Tor (originally acronym of "The Onion Routing") is free software and an open network that helps you defend against a form of network surveillance that threatens personal freedom and privacy, confidential business activities and relationships, and state security known as traffic analysis.

This article explains how to install Tor, and how to use it for anonymous Web browsing as well as how to pipe services to Tor and how to use hidden services.

How does Tor work?

Tor is a connection-oriented anonymizing communication service. Users choose a source-routed path through a set of nodes, and negotiate a "virtual circuit" through the network, in which each node knows its predecessor and successor, but no others. Traffic flowing down the circuit is unwrapped by a symmetric key at each node, which reveals the downstream node.

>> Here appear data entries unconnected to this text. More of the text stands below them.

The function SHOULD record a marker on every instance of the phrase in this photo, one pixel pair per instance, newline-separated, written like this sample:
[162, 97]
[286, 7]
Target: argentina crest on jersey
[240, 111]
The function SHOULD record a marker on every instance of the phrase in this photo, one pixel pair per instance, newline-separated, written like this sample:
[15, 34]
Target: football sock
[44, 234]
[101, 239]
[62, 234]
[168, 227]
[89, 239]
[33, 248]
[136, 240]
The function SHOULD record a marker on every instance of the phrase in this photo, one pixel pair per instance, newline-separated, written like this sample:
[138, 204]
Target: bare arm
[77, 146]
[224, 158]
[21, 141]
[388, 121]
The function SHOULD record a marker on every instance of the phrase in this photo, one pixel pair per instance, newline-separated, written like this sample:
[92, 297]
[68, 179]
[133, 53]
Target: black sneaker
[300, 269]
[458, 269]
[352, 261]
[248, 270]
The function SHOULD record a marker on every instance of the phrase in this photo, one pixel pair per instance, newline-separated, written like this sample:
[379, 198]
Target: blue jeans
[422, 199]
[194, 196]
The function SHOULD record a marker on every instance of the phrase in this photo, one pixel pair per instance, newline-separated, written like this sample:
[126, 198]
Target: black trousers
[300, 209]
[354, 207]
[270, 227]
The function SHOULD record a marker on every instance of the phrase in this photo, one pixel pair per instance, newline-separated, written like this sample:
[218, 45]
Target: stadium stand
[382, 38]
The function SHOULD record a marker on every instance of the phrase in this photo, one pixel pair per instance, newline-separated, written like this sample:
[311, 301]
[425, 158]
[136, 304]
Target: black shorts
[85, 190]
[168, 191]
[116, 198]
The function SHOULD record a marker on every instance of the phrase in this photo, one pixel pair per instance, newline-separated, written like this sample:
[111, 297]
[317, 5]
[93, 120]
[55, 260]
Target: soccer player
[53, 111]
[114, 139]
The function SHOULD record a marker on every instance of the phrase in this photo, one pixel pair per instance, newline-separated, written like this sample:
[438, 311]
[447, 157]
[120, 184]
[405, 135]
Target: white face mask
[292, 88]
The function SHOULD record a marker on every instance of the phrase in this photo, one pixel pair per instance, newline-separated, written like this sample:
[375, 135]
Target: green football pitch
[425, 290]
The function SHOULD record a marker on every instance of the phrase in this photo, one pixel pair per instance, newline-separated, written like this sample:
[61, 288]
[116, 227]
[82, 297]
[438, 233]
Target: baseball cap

Basically tor provides a distributed network of servers ("onion routers"). Users bounce their TCP streams (web traffic, ftp, ssh, etc) around the routers, and recipients, observers, and even the routers themselves have difficulty tracking the source of the stream.

Tor security

The big question is "Does Tor really hide what I'm doing?".

The answer will depend on the window you're considering:

  • The first Tor node knows that you're using Tor and sees your IP address
  • The last Tor node doesn't know who you are but, unless your transaction is encrypted (e.g. https), is able of seeing what you're doing.

As a conclusion, and considering the global Tor routing, Tor ensure anonymity but not strict confidentiality.

Installation

Two installation modes are available:

  • Tor Browser Bundle: contains everything you need to safely browse the Internet. This package requires no installation and already contains Vidalia, the Tor administration interface. Just extract it and run. This is the recommended installation.